“Il potere è l'afrodisiaco supremo”. Le parole di Henry Kissinger riecheggiano in ogni fotogramma de La Favorita, film che non si limita a sancire l'ammissione ufficiale di Yorgos Lanthimos nel mondo di Hollywood, ma lo fa attraverso una scommessa rischiosa e ardita: prendere un genere dai canoni precisi come il film storico in costume e sabotarlo dall'interno con le influenze della modernità. Quella a cui assistiamo, infatti, non è solo una tagliente satira sulle perversioni del potere, ma anche una perfida messa in scena dei conflitti di genere che nell'era del Me Too hanno assunto una rilevanza cruciale.

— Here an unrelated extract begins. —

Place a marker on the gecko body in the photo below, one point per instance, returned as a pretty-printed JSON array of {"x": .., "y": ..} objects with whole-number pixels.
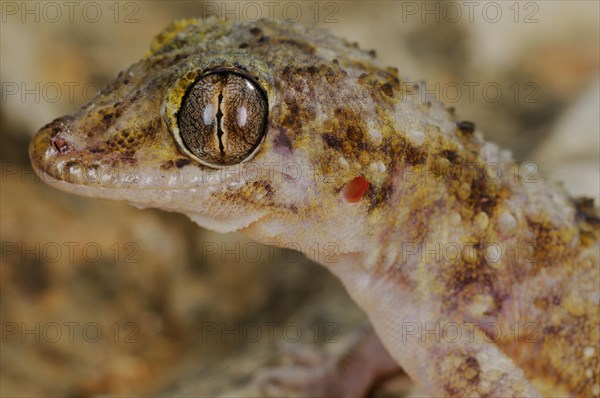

Nell'Inghilterra illuminista che gli sceneggiatori Deborah Davis e Tony McNamara vogliono raccontare, l'uomo è brutalmente schernito e privato di qualunque forza decisionale nelle meccaniche del potere; l'unica funzione del maschio è quella di morire al fronte oppure oziare a palazzo nella vana speranza di ottenere favori dalla regina Anna, divisa tra le attenzioni della gelida Lady Sarah e della spregiudicata Abigail. Uno scenario a dir poco antitetico rispetto alle gerarchie sociali del Settecento fedelmente rappresentate in Barry Lyndon, ma i contrasti con il film di Kubrick non si fermano qui: alla riproduzione pittorica del regista statunitense Lanthimos oppone una violenta deformazione dello scenario e dei personaggi in gioco, una sorta di caricatura grottesca del Secolo dei Lumi espressa dalle geometrie visive della macchina da presa, che come una telecamera a circuito chiuso si annida nelle sale del potere e rivela allo spettatore i suoi segreti più sordidi.

Sono le donne ad avere il controllo e gli strumenti migliori per esercitarlo sono la parola e il sesso. La lotta mentale e dialettica tra le due favorite si gioca sul filo della manipolazione reciproca e dell'intimità carnale, applicata senza alcuna forma di empatia o sentimento che non siano l'egoismo e l'autoconservazione; la crudeltà delle tre protagoniste diverte perché attuata con sommo compiacimento ma è sintomo di un dolore acuto, causato da perdite e umiliazioni passate, che può essere lenito solo attraverso la sopraffazione. Inutile dire che il fascino ipnotico del film sta tutto nel talento delle sue interpreti – due su tre, si spera, in odore di Oscar – capaci di portare sullo schermo ritratti femminili di rara potenza, ma va riconosciuto il giusto merito anche alla verbosità frenetica della sceneggiatura che alleggerisce le atmosfere plumbee a cui Lanthimos ci aveva abituato e arricchisce la sua poetica nichilista con sfumature ironiche inattese.

Nonostante il suo umorismo maligno e raffinato, le riflessioni sul potere che La favorita propone al pubblico giungono ad un'unica e amara conclusione: non può esistere un padrone senza un servo da sottomettere. Sarah e Abigail si scontrano in un campo di battaglia riservato per consuetudine agli uomini e riescono a superarli in astuzia e ferocia, ma in quanto suddite il controllo sulla loro libertà e dignità individuale rimarrà sempre e solo un'utopia, ed è da questa amara constatazione che scaturisce l'enigmatica dissolvenza finale del film, dove vivi e “morti” si sovrappongono e liberano tutte le pulsioni mortifere che da sempre infestano il cinema del regista greco.